Once Rodrigues and Garube are out in the open, the test of faith relayed by Neeson's Ferreira in the film's opening sequence is revisited over and over. In that sequence, the authorities in Nagasaki ask the European missionaries to apostasize simply by stepping on a crude piece of Christian art. When they refuse to place their sandal on it, they have scalding hot water dripped on their bodies slowly.

Some years later, the test of faith is the same - place your sandal on the picture of Christ - but the stakes are far more twisted. Rodrigues and Garube remain the focal point of the test, but rather than their own fate being at risk, it is instead their followers.

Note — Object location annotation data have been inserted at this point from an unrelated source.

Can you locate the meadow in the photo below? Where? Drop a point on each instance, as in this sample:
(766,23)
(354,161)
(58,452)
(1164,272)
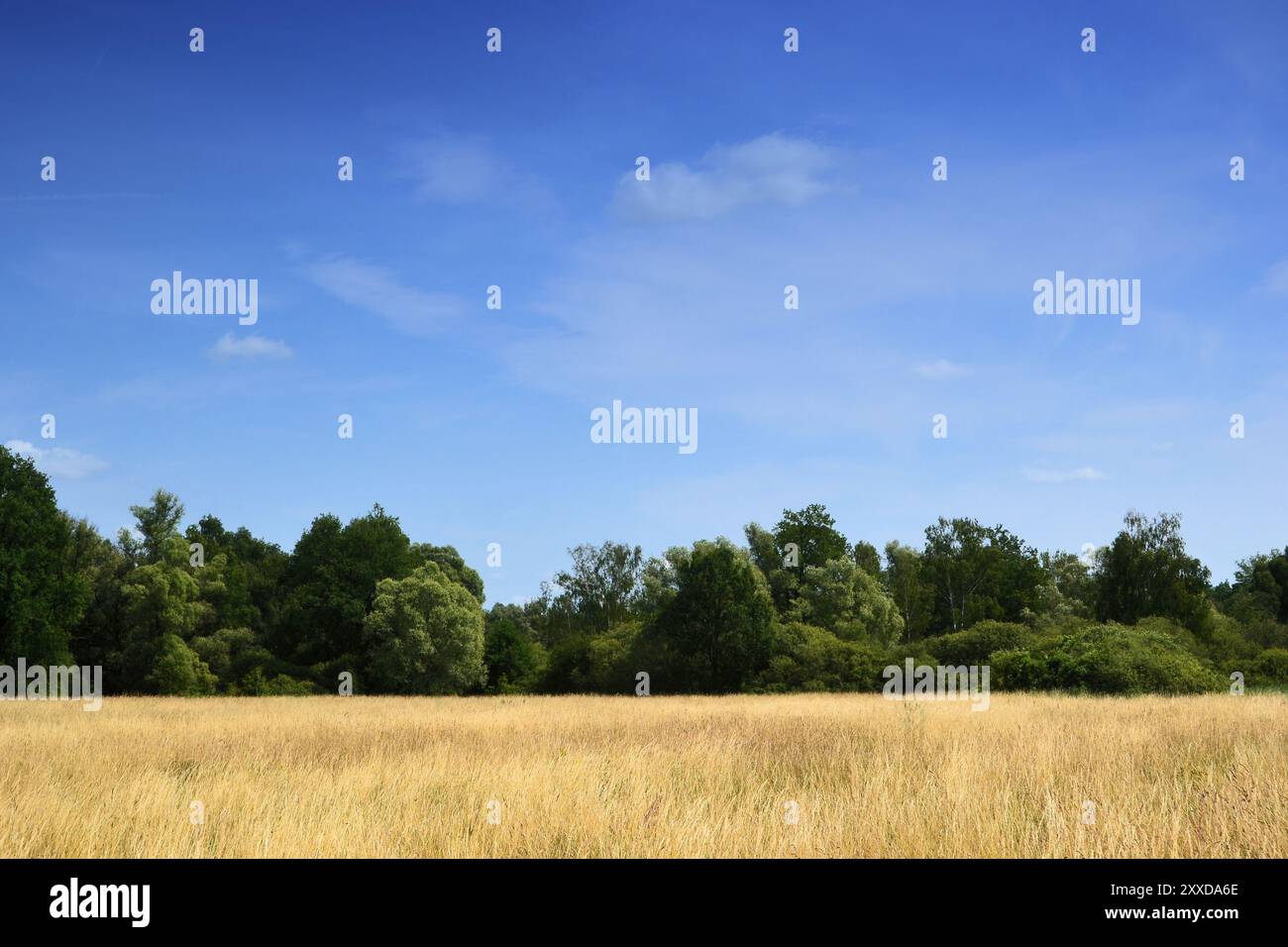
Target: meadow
(591,776)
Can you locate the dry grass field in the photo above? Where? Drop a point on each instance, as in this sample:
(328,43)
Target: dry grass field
(655,776)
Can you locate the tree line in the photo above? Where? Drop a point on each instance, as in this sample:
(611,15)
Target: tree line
(209,609)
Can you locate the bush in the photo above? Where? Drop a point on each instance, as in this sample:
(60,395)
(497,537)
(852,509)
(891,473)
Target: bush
(178,671)
(284,685)
(975,644)
(1270,668)
(1107,659)
(811,659)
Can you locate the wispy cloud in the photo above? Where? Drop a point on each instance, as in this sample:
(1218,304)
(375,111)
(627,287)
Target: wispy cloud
(1276,278)
(464,170)
(1082,474)
(59,462)
(941,369)
(771,169)
(249,347)
(377,290)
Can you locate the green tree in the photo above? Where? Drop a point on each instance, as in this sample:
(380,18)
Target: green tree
(811,532)
(454,565)
(979,573)
(424,634)
(717,629)
(603,583)
(178,671)
(848,600)
(1146,571)
(42,594)
(514,660)
(158,522)
(910,587)
(331,583)
(867,558)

The sadistic brilliance of the test - personified in a multi-scene-stealing performance by Issey Ogata as the inquisitor of Nagasaki - in its new form is that it turns the nature of the priests in on itself. Sacrifice, only you must sacrifice the one thing you hold most dear, the thing that brought you here in the first place and forms the bond between you and the people you can save. It is administered in parallel drip-drip-drip fashion as the scalding hot water, allowing each of the three priests, including the re-emergent Ferreira, to answer it in their own way and on multiple occasions.

Their answers are different from each other's, and, in the case of Rodrigues especially, different each time he is subject to the test. It never gets easier for Rodrigues, and there is never any indication from Scorsese that he did the right thing in any one instance.

What is the right thing, anyway? Is it to denounce your faith publicly and save lives, carrying on your relationship with God in silence, but perhaps weakening the faith of your followers in the process? Or is it to stand by your faith at all costs, not just to yourself but to others?

Scorsese acknowledges the merits of both stands, and, by not really offering his own opinion, allows us to wrestle with it long beyond the confines of the film. After all, most of us, will need more than a couple of hours to arrive at some sort of answer, and even then, it will probably be a tenuous one at best.

I'll need to see Silence again to more properly assess where it sits in the Scorsese pantheon. More importantly, I'll need to see it again to wrestle with what the great director is putting forth. The right answers on questions as tough as this aren't easy to come by.